Fron Martin Wolf in the FT this morning:
Is a global economic recession likely? If so, what might trigger it? Willem Buiter, Citi’s chief economist and the Financial Times’ erstwhile Maverecon blogger, answers these questions: “Yes” and “China”. His case is plausible. This does not mean we must expect a recession. But people should see such a scenario as plausible.
I err towards likely. Or if you wish, at the probable end of plausibility.
And what I am quite sure of is that in that case the assumptions that George Osborne was forced to make to forecast a government surplus by 2020 look increasingly inappropriate.
He assumed a significant improvement in the UK balance of trade. Even with declining commodity prices I do not think that likely.
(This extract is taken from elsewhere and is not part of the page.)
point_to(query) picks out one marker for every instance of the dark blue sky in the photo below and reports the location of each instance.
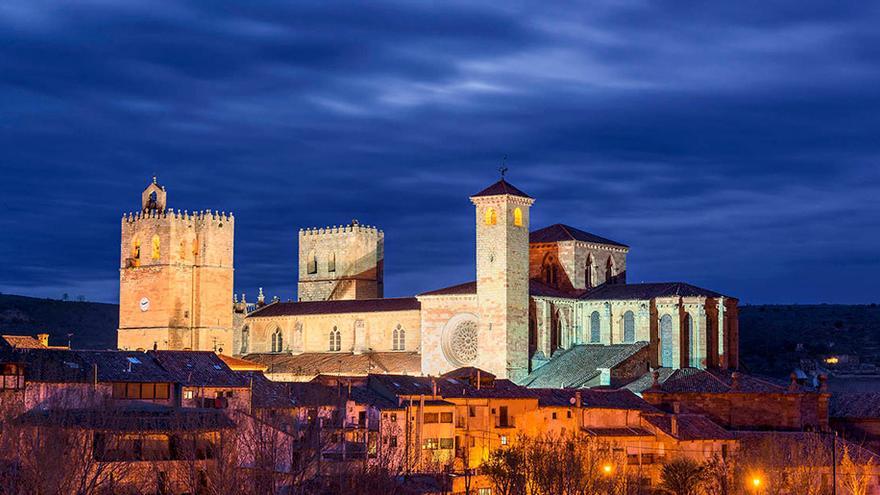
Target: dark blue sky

He forecast massive increases in business borrowing to fund investment at levels unknown in recent economic history. With even a hint of recession on the horizon that is not going to happen.
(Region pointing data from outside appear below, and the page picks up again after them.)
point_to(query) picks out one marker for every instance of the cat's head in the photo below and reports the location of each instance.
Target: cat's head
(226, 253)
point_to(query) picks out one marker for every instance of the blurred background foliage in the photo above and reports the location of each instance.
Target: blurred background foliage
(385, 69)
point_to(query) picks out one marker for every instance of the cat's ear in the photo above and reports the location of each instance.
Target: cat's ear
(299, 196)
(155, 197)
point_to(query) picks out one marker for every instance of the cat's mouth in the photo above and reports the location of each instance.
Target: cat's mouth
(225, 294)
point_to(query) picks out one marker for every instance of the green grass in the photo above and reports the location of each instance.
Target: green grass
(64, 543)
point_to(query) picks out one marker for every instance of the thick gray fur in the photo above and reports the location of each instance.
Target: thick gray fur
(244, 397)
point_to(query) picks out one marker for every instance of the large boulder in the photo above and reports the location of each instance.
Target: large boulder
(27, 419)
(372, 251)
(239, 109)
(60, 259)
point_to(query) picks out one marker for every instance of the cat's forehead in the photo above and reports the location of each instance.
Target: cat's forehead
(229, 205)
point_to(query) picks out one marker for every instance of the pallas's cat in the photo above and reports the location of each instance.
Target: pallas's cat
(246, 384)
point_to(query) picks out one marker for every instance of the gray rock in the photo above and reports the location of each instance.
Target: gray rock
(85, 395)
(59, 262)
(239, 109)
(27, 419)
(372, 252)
And he believed that households are going on a massive consumer spending spree to max out their credit cards to a scale greater than that seen before 2008. Given the abolition of the social security safety net I foresee many fewer willing to take any such risk.
The reality for the UK is that we face a tough time.
The reality for George Osborne is that his plans already look like the most hopelessly wishful thinking. And this time the recession will be on his watch and will be made worse by his own failure to prepare.
People's Quantitative Easing is part of the preparation for times to come. George Osborne may come to regret not getting to it first.